Декан Веник приподнял бровь, но выражение лица Ла-Хайна осталось невозмутимым.
— Приятно слышать от тебя такие слова. Сегодня я молился за душу сестры Ионы. Надеюсь, в милосердии Кондицио Репентия она найдет успокоение, которое ищет.
Мирия гневно стиснула челюсти: Иона никогда не принимала ужасное изгнание покаяния и сделала так отнюдь не по требованию Ла-Хайна. Сей простой факт, кажется, прошел незамеченным для лорда-пастыря.
— Уважаемые сестры, я хочу, чтобы вы держали декана в курсе вашего следствия. Уверен, вы понимаете, что губернатор Эммель и планетарный конгресс имеют вопросы касательно вашего продолжительного участия, но я гарантирую, что вы сможете действовать без осуждения.
— Его светлость проинструктировал меня касательно моей помощи в охоте на преступника, — дополнил Веник. — Вы можете обращаться прямо ко мне по любым вопросам, выходящим за рамки ваших полномочий.
— Вы очень великодушны, — добавила Верити.
— Скажите, — лорд-пастырь продолжал доверительным тоном. — Насколько мне известно, вы провели допрос в тюрьме.

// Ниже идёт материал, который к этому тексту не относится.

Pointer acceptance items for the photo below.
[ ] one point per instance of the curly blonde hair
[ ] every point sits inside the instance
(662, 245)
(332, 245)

Что-нибудь выяснили?
— У меня нет никаких заключений на данном этапе, лорд, — быстро заговорила Мирия, опережая слова Верити. — Но, боюсь, грамотные действия, которые привели к побегу Вауна, не были простой импровизацией. Похоже, все спланировали.
— Правда? Мы должны тщательно это расследовать. — Толпа внизу закричала в благоговении, и это на миг отвлекло внимание Ла-Хайна. Какое-то время он просто изучал Мирию. — Ваун не такая легкая добыча, сестра. Он неуловим и смертоносен, что делает его выдающимся в своем роде.
— Он бандит, — возмутилась она, почувствовав растущее внутри раздражение.
Пастырь, казалось, не заметил этого.
— Только внешне. Я встречался с ним лицом к лицу, моя дорогая, — он может быть великолепен, когда захочет.
— Если вы были достаточно близко, чтобы взглянуть ему в глаза, почему он до сих пор жив? — Веник резко вдохнул и предупреждающе взглянул на нее, но Мирия проигнорировала сигнал. — Я задаюсь вопросом: почему существо вроде него еще юнцом не забрали на Черные Корабли?
— Торрис Ваун коварен, — пояснил Ла-Хайн. — В его сердце нет места состраданию и любви. Оно обжигает холодом, сестра.
Пока он говорил, Верити следила за выражением его лица.
— Вы словно восхищаетесь им, лорд.
Пастырь слегка фыркнул.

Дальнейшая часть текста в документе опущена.